Create Raid Array and SSD Health Check - chunxxc/GPU-Server-Handbook GitHub Wiki

It is software RAID on dgx-station, mainly managed by mdadm

Currently, there are 5 identical SSDs on the dgx-station, among which No1 is the OS disk (/ and /boot/efi), cards No2-4 the storage disk (/raid). The later 3 cards form a Raid-0 array (/dev/md0). Card No5 is settled as the mirror of No1:

  • /sda1 <=> /sde1 (UEFI boot path)
  • /sda2 + /sde2 -> /dev/md123 (root path)
  • /sdb + /sdc + /sdd -> /dev/md0 (raid storage)

How to create new RAID 1 with existing disk

I(Xuechun) decided to have one RAID1 on / and two identical EFI boot sections so that the server is still bootable without data loss if one of the root disks fails. This favorable guarantee comes with a price of series grub2 configuration (which double the admin workload). Luckily I find some "guides" here:https://www.howtoforge.com/how-to-set-up-software-raid1-on-a-running-system-incl-grub2-configuration-ubuntu-10.04. and https://askubuntu.com/questions/1066028/install-ubuntu-18-04-desktop-with-raid-1-and-lvm-on-machine-with-uefi-bios/

The first thing is to shut down the station and gets the spare SSD card physically mounted; (don't forget the 4 tiny screws in the package and bring a screwer!)

(current root disk /dev/sda and new disk /dev/sde)

1. Partition the new card. Create identical partition on /sde with /sda and set EFI,RAID type

This step will erase all data on /sde

$lsblk (check if the new disk is here)
$sudo sfdisk -d /dev/sda | sfdisk --force /dev/sde (copy partition)
$sudo fdisk /dev/sde

The last line usually is not needed. But anyway, it will open a dialog where press 't' to modify the partition type, then chose '1' ( and later 2) for partition index, then chose 1 for EFI type (later 'fd00' for RAID type). Finally, type 'w' to write the partition and exit. You can then use $lsblk -f to verify the partitions.

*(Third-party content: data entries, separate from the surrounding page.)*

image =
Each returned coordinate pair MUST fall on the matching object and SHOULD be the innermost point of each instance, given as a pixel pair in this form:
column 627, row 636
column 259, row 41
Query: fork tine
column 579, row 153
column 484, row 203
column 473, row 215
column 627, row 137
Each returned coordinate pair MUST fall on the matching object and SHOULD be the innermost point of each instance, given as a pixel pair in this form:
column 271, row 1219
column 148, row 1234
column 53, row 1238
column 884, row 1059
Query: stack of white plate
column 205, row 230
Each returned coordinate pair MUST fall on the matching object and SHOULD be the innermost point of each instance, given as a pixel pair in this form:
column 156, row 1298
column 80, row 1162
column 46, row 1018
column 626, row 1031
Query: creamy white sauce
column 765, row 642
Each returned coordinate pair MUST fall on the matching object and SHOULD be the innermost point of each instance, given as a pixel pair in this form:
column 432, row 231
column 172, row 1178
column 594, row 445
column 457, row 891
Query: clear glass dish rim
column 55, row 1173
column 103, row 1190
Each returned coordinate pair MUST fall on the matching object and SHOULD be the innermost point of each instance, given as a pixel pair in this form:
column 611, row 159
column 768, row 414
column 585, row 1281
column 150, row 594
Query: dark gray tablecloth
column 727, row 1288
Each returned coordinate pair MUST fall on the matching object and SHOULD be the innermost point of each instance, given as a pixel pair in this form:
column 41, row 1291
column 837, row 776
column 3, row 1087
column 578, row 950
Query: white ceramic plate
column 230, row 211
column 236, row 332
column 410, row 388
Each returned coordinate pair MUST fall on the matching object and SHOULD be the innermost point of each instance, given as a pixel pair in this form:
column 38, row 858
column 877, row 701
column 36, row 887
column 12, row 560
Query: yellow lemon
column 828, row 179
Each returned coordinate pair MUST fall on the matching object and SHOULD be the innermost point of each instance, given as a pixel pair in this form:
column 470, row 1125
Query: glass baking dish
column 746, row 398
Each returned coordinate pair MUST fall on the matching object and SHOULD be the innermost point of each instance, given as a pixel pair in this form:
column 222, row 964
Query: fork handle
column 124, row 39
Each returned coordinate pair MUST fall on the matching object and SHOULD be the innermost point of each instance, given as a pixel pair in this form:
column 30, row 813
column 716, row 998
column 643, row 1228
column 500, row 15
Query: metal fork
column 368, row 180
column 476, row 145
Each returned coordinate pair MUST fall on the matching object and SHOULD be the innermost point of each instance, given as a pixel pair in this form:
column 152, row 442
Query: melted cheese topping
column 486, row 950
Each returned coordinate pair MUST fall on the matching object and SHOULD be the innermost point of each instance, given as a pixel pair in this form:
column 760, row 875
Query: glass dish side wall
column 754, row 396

2. Create RAID 1 with the pre-existing disk set as 'missing' to prevent data loss

$sudo mdadm --create /dev/md123 --level=123 --raid-devices=2 missing /dev/sde2 #(no need to use metadata=0.9)
$sudo mkfs.ext4 /dev/md123

Now you should see /dev/md123 existing. So update the mdadm config by

$sudo bash
$root@dgx: mdadm --examine --scan >> /etc/mdadm/mdadm.conf 
$^D

Remember to vim delete duplicate enties in mdadm.conf

You might see the symbolic link /dev/md/123 instead of /dev/md123. Their UUID should be consistent with disk-UUID The block/raid UUID is used in /etc/fstab To make sure every raid is assembled at boot time, you probably will need:

$sudo dpkg-reconfigure mdadm    # Choose "all" disks to start at boot
$sudo update-initramfs -u       # Updates the existing initramfs

3. Reconfigure Grub2 and / mount point (DO NOT REBOOT AT THIS STEP)

Backup /boot/grub/ and /boot/efi on local machine in case run into grub-rescue

There are two grub.cfg, one is located EFI/ubuntu/grub.cfg which point to root/boot/grub/grub.cfg. So the key point is to set the new root path as /dev/md123 instead of the old /dev/sda2 (all in UUID).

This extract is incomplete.